Le Brésil traverse actuellement la pire crise écologique de son histoire. Une gigantesque coulée de boue de toxique s’est déversée dans le Rio Doce jusqu’à l’Atlantique, après l’effondrement de deux barrages.Petit récapitulatif.

62 milliards de litres de résidus miniers, c’est la quantité de déchets qui s’est écoulée dans l’un des principaux fleuves du Brésil, le Rio Doce, après la rupture de deux barrages miniers appartenant à la société minière Samarco. C’était le 5 novembre. L’accident a provoqué la mort de douze personnes et ravagé les villages traversés par le fleuve.

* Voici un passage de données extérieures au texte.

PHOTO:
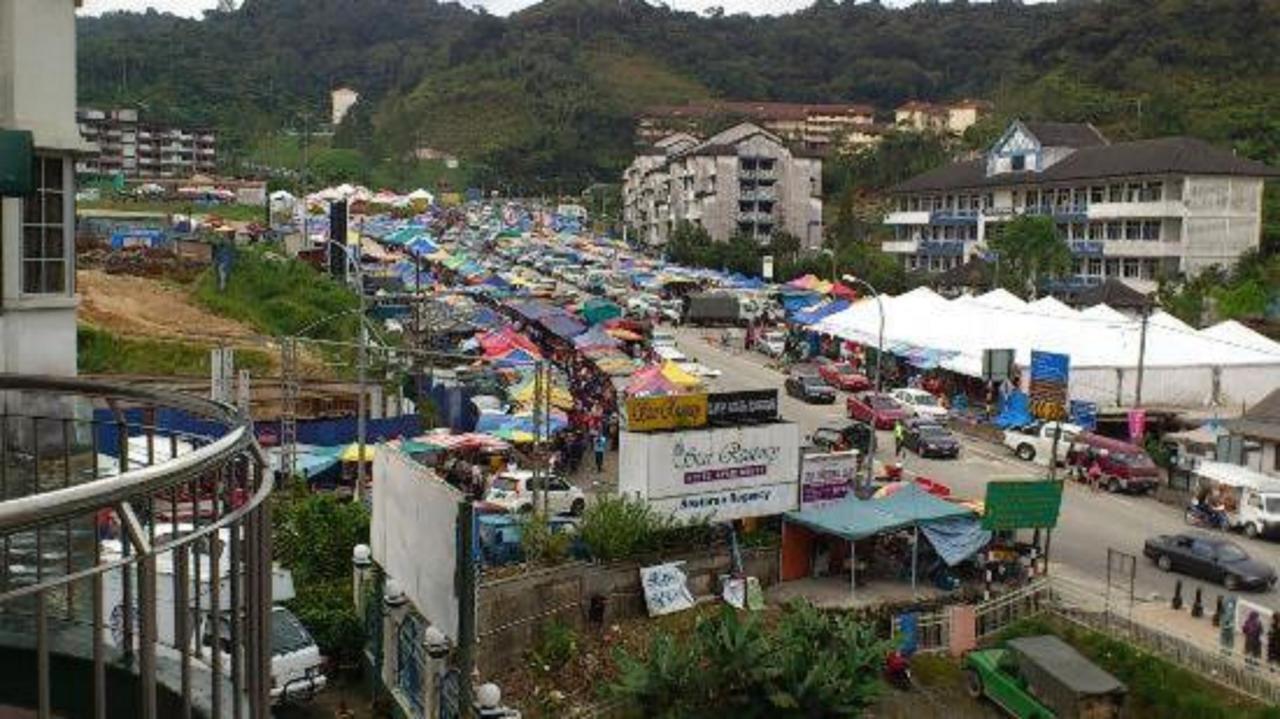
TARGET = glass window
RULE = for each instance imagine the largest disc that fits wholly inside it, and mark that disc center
(45, 229)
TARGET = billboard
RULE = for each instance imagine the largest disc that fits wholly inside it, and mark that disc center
(415, 535)
(666, 412)
(721, 474)
(1050, 374)
(826, 479)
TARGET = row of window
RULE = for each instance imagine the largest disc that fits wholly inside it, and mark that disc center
(1054, 197)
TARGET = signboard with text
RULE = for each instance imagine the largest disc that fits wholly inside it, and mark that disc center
(718, 474)
(743, 407)
(1022, 504)
(826, 479)
(668, 412)
(1050, 372)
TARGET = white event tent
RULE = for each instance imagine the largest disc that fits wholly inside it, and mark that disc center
(1224, 365)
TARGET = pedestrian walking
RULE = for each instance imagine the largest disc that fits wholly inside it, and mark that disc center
(602, 443)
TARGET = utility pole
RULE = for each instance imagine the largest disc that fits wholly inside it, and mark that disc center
(1142, 355)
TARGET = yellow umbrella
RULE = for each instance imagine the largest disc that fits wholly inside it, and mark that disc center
(352, 453)
(679, 376)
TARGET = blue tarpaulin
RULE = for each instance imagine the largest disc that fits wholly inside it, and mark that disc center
(858, 518)
(956, 539)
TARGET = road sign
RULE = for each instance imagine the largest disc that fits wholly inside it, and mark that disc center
(1050, 374)
(1022, 505)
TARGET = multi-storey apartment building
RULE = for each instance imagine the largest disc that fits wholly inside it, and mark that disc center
(138, 150)
(949, 118)
(1129, 210)
(813, 127)
(743, 181)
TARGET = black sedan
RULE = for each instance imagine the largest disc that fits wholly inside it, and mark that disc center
(1210, 558)
(810, 388)
(931, 439)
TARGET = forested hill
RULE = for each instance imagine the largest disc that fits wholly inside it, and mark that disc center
(547, 95)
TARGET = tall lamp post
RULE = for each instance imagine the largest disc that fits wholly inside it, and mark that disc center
(880, 355)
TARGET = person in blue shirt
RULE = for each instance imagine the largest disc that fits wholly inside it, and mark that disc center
(602, 443)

La coulée s’est ensuite répandue jusqu’à l’océan Atlantique sur 650 km. Sur son passage, elle a dévasté les écosystèmes et tué des milliers d’animaux. 280.000 personnes sont privées de l’accès à l’eau. Le liquide toxique a commencé à se déverser dans l’océan atlantique partir du 23 novembre. L’ampleur de la catastrophe est encore difficile à mesurer, tant elle est grande.

« Il s’agit de la plus grande catastrophe écologique de l’histoire du Brésil », a affirmé la ministre de l’environnement, Izabella Teixera, citée par l’AFP. Selon les estimations des experts, la « revitalisation » du fleuve pourrait prendre au moins dix ans et coûter près d’un milliard d’euros.

La société minière mise en cause

Certains ont regretté que cette crise soit un peu passée inaperçue en pleine COP21. Il faut dire que l’actualité environnementale était très braquée sur les négociations. Et que cet événement n’a pas de lien direct avec les débats sur le réchauffement climatique. La présidente du Brésil, Dilma Rousseff a toutefois dénoncé «l’action irresponsable» de la société minière, lors de son intervention à la COP21.

En effet, pour l’heure, ce qui suscite le plus d’indignation dans le pays, c’est la responsabilité des entreprises et le manque de contrôle des autorités. Le gouvernement brésilien a annoncé qu’il réclamait 5,2 milliards de dollars devant la justice civile dans une procédure visant la Samarco, compagnie propriétaire du barrage, détenue à parts égales par les géants miniers brésiliens Vale et BHP.

Les eaux polluées du Rio Doce contiennent des substances hautement toxiques comme du plomb, de l’arsenic et du chrome. Le groupe Vale affirme que ces substances étaient déjà présentes dans le fleuve et sont remontées en surface au passage de la coulée de boue. Il a nié en revanche, que la coulée de boue visqueuse était elle-même toxique, contredisant l’avis des experts de l’ONU.